CONCLUSION AND OUTLOOK
Resistance to chemotherapy is a challenging obstacle that needs to be addressed and overcome in the clinic. One mechanism that has been used to re-sensitize cells has been targeted delivery of siRNA. Since the discovery of RNA interference, researchers have been trying to exploit its benefits in order to provide therapeutic gene knockdown of target proteins. This approach yields several advantages, especially in combination with standard chemotherapy. For years it has been known that several proteins (namely ABC transporters and anti-apoptotic factors) are overexpressed in breast cancer leading to resistance toward chemotherapy drugs such as doxorubicin or paclitaxel. Effective siRNA delivery can selectively knock down the overexpression of such proteins, thus resensitizing the cells to treatment. Although this review focused on resistance mechanisms derived from MDR expression, antiapoptotic factors, angiogenesis and epigenetic factors, there are a variety of alternative pathways and factors that can give rise to MDR, which—so far—have not been addressed using nanoformulated siRNA, however. Owing to the scope of this review, those factors such as tumor microenvironment-mediated drug resistance will not be addressed here even if they may offer great potential for future siRNA-based approaches in the fight against chemotherapy-resistant breast cancer. However, in order to effectively deliver siRNA, a carrier needs to be used. One of the major advantages is that these carriers can encapsulate multiple payloads for a combination treatment. It has been shown that combination treatment of drugs such as doxorubicin and siRNA have a greater therapeutic efficacy than the delivery of single agents. This approach has shown significant promise both in vitro and in vivo. Albeit multiple studies have been shown to achieve significant therapeutic efficacy with nano-formulated siRNA therapies, there are hurdles that need to be addressed in the future. For a more in depth analysis on the toxicity and off-target effects of siRNA and nanoparticles, the reader is referred to several in depth reviews on the matter.72–75
The transition of siRNA therapy into the clinic has yet to be achieved. Only a handful of clinical trials have used siRNA, and only a small fraction included breast cancer patients.

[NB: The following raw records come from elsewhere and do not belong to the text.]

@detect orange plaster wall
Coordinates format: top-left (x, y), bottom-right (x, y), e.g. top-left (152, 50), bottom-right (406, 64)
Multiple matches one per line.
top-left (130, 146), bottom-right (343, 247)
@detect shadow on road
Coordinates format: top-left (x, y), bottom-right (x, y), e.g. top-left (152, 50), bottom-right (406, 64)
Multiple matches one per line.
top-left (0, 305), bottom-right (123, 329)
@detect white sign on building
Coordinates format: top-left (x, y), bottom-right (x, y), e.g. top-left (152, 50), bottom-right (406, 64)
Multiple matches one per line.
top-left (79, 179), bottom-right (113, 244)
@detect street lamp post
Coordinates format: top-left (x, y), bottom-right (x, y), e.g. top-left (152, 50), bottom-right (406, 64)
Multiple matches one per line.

It is expected that with newer targeted delivery agents, the most common hurdles for specific and efficient siRNA delivery can be overcome. If successful, siRNA treatment has a promising future in the clinic, especially for chemoresistant breast cancer patients.
Acknowledgments
We acknowledge Dr Sara Movassaghian and Christine Whitney for their expert support with literature research. This work was supported by the Wayne State Start-Up Grant to Olivia Merkel as well as the Ruth L Kirschstein National Research Award T32-CA009531 fellowship to SKJ. Submitted to: Nature Gene Therapy, upon invitation for the special issue on ‘Nanotechnology for Gene Therapy’.
Footnotes
CONFLICT OF INTEREST
The authors declare no conflict of interest.